“a man who is in so far over his head there’s eel-grass in his hair.”
Denny Boyd in British Columbia Review June 19, 1995
“a man who is in so far over his head there’s eel-grass in his hair.”
Denny Boyd in British Columbia Review June 19, 1995
“leisure: a word that means three totally different things: 1. being allowed to do something, 2. being allowed to do anything, 3. being allowed to do nothing.”
G.K. Chesterton in Illustrated London News July 23, 1927, quoted in “Chesternitions” in Gilbert! magazine Vol. 7 #2 (10-11/03)
“They should take the fans who threw things on the ice and throw them right out of the building. Without opening the door.”
Announcer on Toronto Maple Leafs’ playoff game April 18, 1996
“tennis purists still regard the western grip as having the same relationship to good tennis as leprosy has to good health.”
Burling Lowrey in Verbatim Vol. XX # 4
“Hurry! I never hurry. I have no time to hurry.”
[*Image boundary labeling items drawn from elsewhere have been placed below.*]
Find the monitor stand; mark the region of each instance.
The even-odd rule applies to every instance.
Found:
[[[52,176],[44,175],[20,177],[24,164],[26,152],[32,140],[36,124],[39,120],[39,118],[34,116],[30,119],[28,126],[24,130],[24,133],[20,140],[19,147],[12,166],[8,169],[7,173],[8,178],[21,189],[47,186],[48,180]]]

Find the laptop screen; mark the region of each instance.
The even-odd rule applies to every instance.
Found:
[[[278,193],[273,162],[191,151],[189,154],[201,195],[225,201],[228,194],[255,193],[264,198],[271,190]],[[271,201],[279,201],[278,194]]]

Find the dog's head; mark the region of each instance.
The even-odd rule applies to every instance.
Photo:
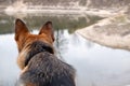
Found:
[[[15,20],[15,41],[17,43],[18,52],[21,52],[23,47],[35,41],[42,41],[52,45],[54,42],[53,34],[54,33],[51,22],[47,22],[41,27],[38,34],[31,34],[24,22],[18,18]]]

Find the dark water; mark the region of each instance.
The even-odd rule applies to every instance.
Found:
[[[130,85],[130,53],[114,49],[84,40],[77,29],[96,23],[100,17],[89,15],[0,14],[0,86],[14,86],[20,74],[16,64],[17,47],[14,41],[14,19],[23,18],[32,33],[46,20],[52,20],[57,56],[77,70],[77,86]]]

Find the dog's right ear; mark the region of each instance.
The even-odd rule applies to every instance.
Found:
[[[27,33],[29,33],[29,30],[27,29],[25,23],[17,18],[15,20],[15,40],[22,40]]]

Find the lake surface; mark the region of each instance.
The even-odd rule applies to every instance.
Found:
[[[20,74],[16,64],[14,19],[21,17],[32,33],[52,20],[57,56],[74,66],[77,86],[129,86],[130,52],[101,46],[75,33],[102,19],[90,15],[0,14],[0,86],[14,86]]]

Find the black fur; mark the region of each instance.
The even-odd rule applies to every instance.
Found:
[[[53,49],[42,42],[30,45],[28,70],[21,82],[35,86],[75,86],[75,70],[53,55]]]
[[[52,47],[49,44],[43,43],[41,41],[36,41],[32,44],[30,44],[30,48],[31,51],[28,53],[28,56],[26,57],[26,60],[25,60],[25,67],[28,64],[32,56],[35,56],[38,53],[49,52],[51,54],[54,54]]]

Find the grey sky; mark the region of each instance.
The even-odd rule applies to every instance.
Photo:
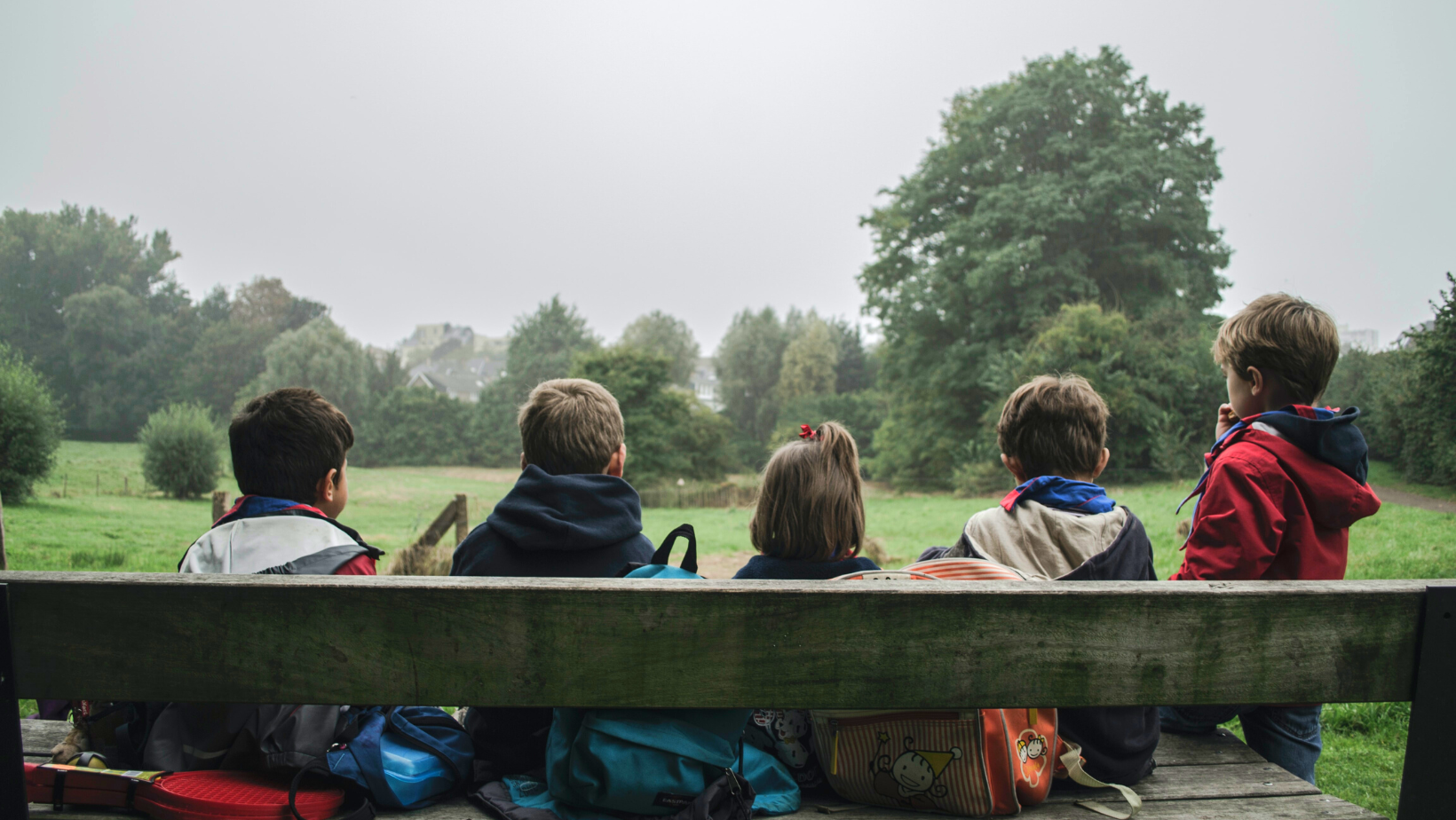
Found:
[[[0,205],[137,214],[389,345],[561,293],[858,315],[858,220],[949,96],[1118,45],[1222,147],[1223,307],[1382,342],[1456,269],[1456,3],[0,3]]]

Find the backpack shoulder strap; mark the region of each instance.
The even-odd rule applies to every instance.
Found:
[[[678,524],[676,530],[667,533],[667,537],[662,539],[662,546],[657,548],[657,552],[652,553],[652,564],[667,565],[673,555],[673,542],[676,542],[678,536],[687,539],[687,553],[683,556],[681,568],[696,574],[697,533],[693,532],[693,524]]]

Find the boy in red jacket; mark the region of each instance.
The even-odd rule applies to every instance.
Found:
[[[1328,313],[1283,293],[1229,316],[1213,342],[1227,377],[1217,435],[1175,581],[1341,580],[1350,524],[1380,500],[1366,484],[1357,408],[1312,405],[1340,358]],[[1239,717],[1255,752],[1315,782],[1315,705],[1163,706],[1163,731],[1203,733]]]

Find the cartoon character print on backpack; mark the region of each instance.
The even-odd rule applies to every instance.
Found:
[[[1034,728],[1022,730],[1016,738],[1016,762],[1021,766],[1021,779],[1026,781],[1032,788],[1041,785],[1041,776],[1051,762],[1048,752],[1047,736],[1037,733]]]
[[[939,782],[945,768],[961,759],[961,749],[952,746],[945,752],[916,749],[913,737],[904,738],[904,752],[891,760],[890,736],[879,733],[879,756],[869,765],[875,775],[875,792],[895,801],[904,808],[942,811],[936,798],[949,789]]]
[[[802,788],[815,787],[823,781],[818,763],[810,744],[810,714],[804,709],[754,709],[751,724],[757,733],[750,736],[754,746],[773,753],[789,768],[794,781]]]

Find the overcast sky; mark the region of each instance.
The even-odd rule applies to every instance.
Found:
[[[561,293],[711,352],[745,306],[858,316],[859,217],[958,89],[1117,45],[1204,106],[1235,249],[1382,344],[1456,269],[1456,3],[0,0],[0,205],[172,233],[377,345]]]

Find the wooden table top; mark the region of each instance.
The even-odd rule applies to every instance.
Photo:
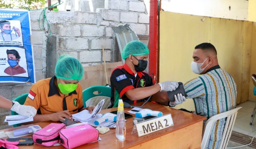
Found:
[[[135,106],[140,106],[143,103],[140,102],[134,104]],[[104,147],[105,148],[129,148],[152,140],[154,138],[160,137],[161,136],[168,133],[174,132],[180,129],[187,127],[192,124],[203,120],[206,118],[196,114],[185,112],[181,110],[170,108],[156,103],[148,102],[142,107],[143,109],[149,109],[153,110],[156,110],[162,112],[163,115],[169,114],[171,114],[173,121],[174,125],[167,128],[156,131],[147,135],[138,137],[137,132],[131,134],[132,131],[133,127],[133,118],[130,118],[126,119],[126,136],[124,140],[120,141],[116,138],[115,136],[115,129],[110,128],[110,131],[105,134],[100,134],[99,137],[102,140],[93,143],[86,144],[79,147],[77,148],[96,148],[100,147]],[[124,111],[126,113],[131,110],[131,108],[125,108]],[[115,107],[103,110],[100,112],[101,114],[117,110],[117,108]],[[135,115],[131,114],[133,117],[135,117]],[[34,125],[39,125],[43,128],[47,126],[51,122],[41,122]],[[1,131],[10,131],[14,130],[24,128],[27,128],[28,126],[32,125],[33,124],[23,126],[20,127],[10,128],[1,130]],[[202,127],[202,129],[203,129]],[[31,135],[24,137],[31,137]],[[2,139],[6,139],[8,137]],[[31,148],[30,146],[19,146],[20,148]],[[37,145],[33,146],[33,149],[39,149],[45,148],[44,146]],[[47,147],[47,148],[64,148],[61,146]]]

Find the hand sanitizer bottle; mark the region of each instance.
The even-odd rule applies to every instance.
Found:
[[[118,102],[117,114],[116,117],[116,136],[119,140],[125,138],[125,120],[124,112],[124,103],[122,99],[119,99]]]

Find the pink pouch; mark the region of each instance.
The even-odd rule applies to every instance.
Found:
[[[60,132],[59,143],[68,149],[72,149],[88,143],[97,141],[99,131],[89,125],[80,125]]]
[[[59,131],[66,128],[63,123],[51,123],[33,134],[33,141],[39,145],[52,146],[59,142]]]
[[[1,148],[1,147],[2,147],[4,148],[18,149],[19,148],[16,146],[18,144],[18,141],[11,142],[7,140],[4,140],[0,139],[0,148]]]

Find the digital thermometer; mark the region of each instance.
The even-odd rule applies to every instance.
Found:
[[[30,126],[27,128],[22,128],[13,131],[13,135],[17,136],[33,133],[42,129],[38,125]]]

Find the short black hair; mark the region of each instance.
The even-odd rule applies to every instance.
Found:
[[[13,55],[15,55],[15,57],[16,57],[16,59],[17,59],[20,58],[20,56],[19,56],[19,52],[18,52],[18,51],[16,51],[15,50],[6,50],[6,53],[7,54],[7,55],[9,54],[13,54]]]
[[[217,55],[216,49],[210,43],[204,43],[199,44],[195,47],[195,49],[201,49],[204,52],[213,52]]]
[[[1,26],[1,28],[2,28],[3,26],[5,24],[10,24],[11,23],[9,21],[6,21],[6,20],[0,20],[0,26]]]

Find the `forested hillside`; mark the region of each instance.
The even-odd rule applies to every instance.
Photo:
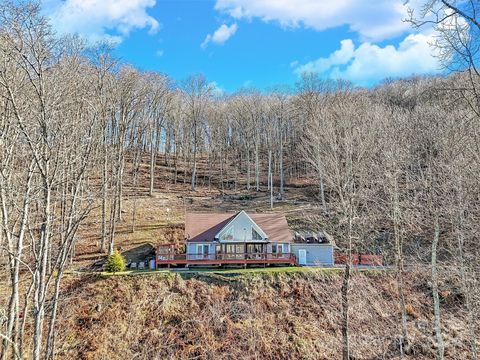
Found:
[[[224,94],[60,37],[36,4],[1,3],[2,358],[476,358],[474,60],[368,89],[306,73]],[[181,238],[187,207],[239,199],[326,230],[350,261],[252,284],[65,275],[82,249],[128,247],[139,223],[172,227],[152,243]],[[388,273],[352,275],[352,252],[383,254]]]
“Igor Stravinsky, responding to his publisher’s request that he hurry his completion of a composition” quoted as “Thought du jour” in “Social Studies” in Globe & Mail August 6, 2004
“Thanks a lot, gentlemen, and don’t let the doorknob hit you in the butt.”
Tom Wolfe The Right Stuff (I don't claim he invented this wonderful expression but it's where I first encountered it)
“Watching [Nick] Faldo and [Curtis] Strange is like watching two glaciers at work.”
TV announcer re the Ryder Cup on Sunday July 24, 1995, 17th hole
“’Your chief trouble,’ he [a mid-rank gangster to the narrator, Archie Goodwin] said, not offensively, ‘is that you think you’ve got a sense of humor. It confuses people, and you ought to get over it. Things strike you as funny.... but someday something that you think is funny will blow your g****m head right off your shoulders.’ Only after he had gone did it occur to me that that wouldn’t prove it wasn’t funny.”